Buyback Saham Bank: Upaya Jaga Stabilitas di Tengah Pelemahan Pasar

Ilustrasi: Emiten perbankan lakukan buyback saham untuk stabilkan harga di tengah tekanan pasar. (Foto: NET)
Penulis: Akbar
Jumat, 03 Juli 2026 | 15:07:47 WIB

JAKARTA – Sejumlah emiten sektor perbankan menempuh aksi buyback atau pembelian kembali saham di tengah lesunya harga di pasar. Langkah ini bertujuan menahan laju penurunan harga agar tidak semakin dalam, meskipun tidak mampu mendorong penguatan harga secara signifikan.

PT Allo Bank Indonesia Tbk (BBHI) mengumumkan buyback maksimal Rp 200 miliar untuk periode 1 Juli hingga 1 September 2026. Manajemen Allo Bank menyatakan langkah ini bertujuan menjaga stabilitas harga saham agar mencerminkan kinerja perusahaan.

"Sekaligus menjaga kepercayaan para pemangku kepentingan dalam usaha Perseroan mendukung pertumbuhan yang berkelanjutan," sebagaimana dilansir dari sumber berita. Pada Kamis (2/7/2026), saham BBHI berada di level Rp 930 atau melemah 37,58 persen sejak awal tahun.

Sebelumnya, PT Bank Central Asia Tbk (BBCA) dan PT Bank Mandiri Tbk (BMRI) telah melakukan buyback bernilai triliunan rupiah. BBCA menjalankan buyback maksimal Rp 5 triliun hingga 11 Maret 2027, sementara BMRI mencapai maksimal Rp 1,17 triliun hingga 20 April 2027.

Harga saham BBCA tercatat merosot 28,17 persen secara year-to-date, sedangkan saham BMRI turun 23,53 persen secara year-to-date. Kepala Riset KISI, Muhammad Wafi, menjelaskan bahwa buyback lebih berperan sebagai bantalan permintaan dibandingkan katalis penguatan harga.

Hal ini dikarenakan nilai buyback yang dilakukan pihak bank jauh lebih kecil dibandingkan tekanan arus keluar modal atau outflow dari investor asing. "Fungsinya lebih untuk memperlambat penurunan daripada mendorong reli," sebagaimana dilansir dari sumber berita.

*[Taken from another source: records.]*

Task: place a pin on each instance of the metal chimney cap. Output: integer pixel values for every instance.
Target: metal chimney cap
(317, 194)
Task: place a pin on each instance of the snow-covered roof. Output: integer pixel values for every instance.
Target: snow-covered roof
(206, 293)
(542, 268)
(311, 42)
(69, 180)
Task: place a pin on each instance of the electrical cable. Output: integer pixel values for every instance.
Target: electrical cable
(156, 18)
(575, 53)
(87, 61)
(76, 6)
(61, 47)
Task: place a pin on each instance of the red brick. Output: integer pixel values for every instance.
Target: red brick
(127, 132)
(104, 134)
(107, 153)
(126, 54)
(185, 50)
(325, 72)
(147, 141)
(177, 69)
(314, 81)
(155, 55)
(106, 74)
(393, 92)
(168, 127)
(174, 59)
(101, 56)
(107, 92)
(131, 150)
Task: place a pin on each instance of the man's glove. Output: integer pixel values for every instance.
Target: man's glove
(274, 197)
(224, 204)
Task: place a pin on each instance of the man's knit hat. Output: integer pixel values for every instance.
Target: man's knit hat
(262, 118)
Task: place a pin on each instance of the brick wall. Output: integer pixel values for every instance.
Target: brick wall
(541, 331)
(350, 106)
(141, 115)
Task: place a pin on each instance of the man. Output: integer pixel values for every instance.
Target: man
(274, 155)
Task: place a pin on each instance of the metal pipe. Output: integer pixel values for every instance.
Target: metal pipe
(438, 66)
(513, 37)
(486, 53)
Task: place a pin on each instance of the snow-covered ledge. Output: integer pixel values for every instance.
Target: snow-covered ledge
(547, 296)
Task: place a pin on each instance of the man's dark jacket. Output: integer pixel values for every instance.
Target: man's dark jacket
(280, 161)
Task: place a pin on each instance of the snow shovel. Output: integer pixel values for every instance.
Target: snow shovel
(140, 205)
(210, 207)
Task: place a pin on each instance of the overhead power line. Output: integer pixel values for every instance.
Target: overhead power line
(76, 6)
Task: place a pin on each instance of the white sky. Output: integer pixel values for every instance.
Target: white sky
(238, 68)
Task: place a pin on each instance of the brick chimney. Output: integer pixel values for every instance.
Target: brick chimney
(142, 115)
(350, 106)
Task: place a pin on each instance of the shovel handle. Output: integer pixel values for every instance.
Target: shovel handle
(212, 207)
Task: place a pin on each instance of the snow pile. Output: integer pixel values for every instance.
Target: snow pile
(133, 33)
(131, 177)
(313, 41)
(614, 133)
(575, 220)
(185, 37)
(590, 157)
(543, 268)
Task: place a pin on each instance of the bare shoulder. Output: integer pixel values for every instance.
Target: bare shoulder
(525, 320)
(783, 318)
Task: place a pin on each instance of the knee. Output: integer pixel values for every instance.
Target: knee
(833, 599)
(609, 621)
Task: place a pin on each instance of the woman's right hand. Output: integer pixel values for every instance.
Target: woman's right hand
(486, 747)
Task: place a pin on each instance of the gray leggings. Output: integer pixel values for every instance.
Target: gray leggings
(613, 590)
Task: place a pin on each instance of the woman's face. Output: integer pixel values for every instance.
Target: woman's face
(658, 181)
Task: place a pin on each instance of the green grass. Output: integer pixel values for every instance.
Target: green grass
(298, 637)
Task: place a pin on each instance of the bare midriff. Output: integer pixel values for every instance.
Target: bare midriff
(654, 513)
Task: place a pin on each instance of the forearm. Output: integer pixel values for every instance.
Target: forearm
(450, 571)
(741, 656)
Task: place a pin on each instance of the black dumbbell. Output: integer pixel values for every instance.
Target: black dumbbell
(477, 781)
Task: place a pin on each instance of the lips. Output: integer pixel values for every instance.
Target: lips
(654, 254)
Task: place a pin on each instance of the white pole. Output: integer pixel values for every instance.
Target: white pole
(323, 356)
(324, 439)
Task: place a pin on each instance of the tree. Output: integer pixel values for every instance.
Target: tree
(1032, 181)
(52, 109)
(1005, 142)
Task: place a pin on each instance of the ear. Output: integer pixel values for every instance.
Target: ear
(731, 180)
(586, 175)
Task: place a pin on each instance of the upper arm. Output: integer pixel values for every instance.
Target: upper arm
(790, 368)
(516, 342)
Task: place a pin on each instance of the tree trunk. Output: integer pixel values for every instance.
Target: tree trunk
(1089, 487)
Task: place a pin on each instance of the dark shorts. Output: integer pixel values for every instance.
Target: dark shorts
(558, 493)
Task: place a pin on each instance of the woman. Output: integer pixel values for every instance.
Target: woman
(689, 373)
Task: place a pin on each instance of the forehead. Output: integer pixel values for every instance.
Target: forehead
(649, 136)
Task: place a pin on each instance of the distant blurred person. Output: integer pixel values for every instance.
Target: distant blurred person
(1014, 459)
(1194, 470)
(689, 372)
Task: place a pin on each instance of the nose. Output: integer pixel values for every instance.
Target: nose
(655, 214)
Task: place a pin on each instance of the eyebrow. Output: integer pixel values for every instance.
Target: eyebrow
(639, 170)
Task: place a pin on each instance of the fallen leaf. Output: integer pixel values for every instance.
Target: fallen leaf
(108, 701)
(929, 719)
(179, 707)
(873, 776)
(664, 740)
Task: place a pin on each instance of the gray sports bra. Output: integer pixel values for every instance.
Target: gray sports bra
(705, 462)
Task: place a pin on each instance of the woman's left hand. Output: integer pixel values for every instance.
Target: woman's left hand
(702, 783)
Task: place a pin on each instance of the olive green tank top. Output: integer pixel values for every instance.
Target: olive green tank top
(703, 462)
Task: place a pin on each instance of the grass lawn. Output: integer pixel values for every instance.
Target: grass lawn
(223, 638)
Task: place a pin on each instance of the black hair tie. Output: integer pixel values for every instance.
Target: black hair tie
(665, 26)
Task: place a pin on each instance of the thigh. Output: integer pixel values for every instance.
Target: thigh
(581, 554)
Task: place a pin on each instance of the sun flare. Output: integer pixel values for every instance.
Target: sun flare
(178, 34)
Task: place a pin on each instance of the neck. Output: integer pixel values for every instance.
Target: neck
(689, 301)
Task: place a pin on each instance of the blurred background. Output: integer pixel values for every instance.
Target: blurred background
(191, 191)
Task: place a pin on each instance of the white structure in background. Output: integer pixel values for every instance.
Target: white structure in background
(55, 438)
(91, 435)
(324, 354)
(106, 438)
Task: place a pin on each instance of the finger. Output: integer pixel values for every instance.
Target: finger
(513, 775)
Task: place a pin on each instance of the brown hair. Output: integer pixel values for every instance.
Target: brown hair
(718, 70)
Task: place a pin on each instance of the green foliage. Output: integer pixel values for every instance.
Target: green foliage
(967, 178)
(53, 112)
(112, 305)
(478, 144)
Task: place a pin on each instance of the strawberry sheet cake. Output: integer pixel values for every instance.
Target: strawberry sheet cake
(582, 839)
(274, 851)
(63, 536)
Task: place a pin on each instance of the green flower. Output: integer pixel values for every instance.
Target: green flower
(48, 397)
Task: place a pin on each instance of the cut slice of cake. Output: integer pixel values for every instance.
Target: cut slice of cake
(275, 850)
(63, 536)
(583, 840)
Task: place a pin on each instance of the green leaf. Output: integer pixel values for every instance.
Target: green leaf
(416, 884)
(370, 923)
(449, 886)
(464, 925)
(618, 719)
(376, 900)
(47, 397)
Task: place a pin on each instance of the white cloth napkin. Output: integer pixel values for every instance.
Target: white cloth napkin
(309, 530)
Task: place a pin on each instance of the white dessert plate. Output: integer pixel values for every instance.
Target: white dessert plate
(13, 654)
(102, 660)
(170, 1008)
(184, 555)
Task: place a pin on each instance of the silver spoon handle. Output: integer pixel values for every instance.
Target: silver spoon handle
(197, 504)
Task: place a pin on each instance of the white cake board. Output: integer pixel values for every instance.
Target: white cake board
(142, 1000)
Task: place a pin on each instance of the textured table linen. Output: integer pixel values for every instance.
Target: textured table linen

Wafi menilai buyback tetap menjadi sentimen positif karena memberikan sinyal kepercayaan internal emiten bahwa harga saham berada di bawah nilai wajarnya. Langkah ini juga dapat mengurangi jumlah saham beredar sehingga laba per saham berpotensi meningkat.

Buyback tidak bisa berdiri sendiri untuk memperbaiki kinerja harga saham karena manajemen perlu menunjukkan prospek laba dan konsistensi dividen. Investor tetap harus selektif dalam memilih bank dengan basis dana murah besar atau mengejar pertumbuhan tinggi sesuai profil risiko masing-masing.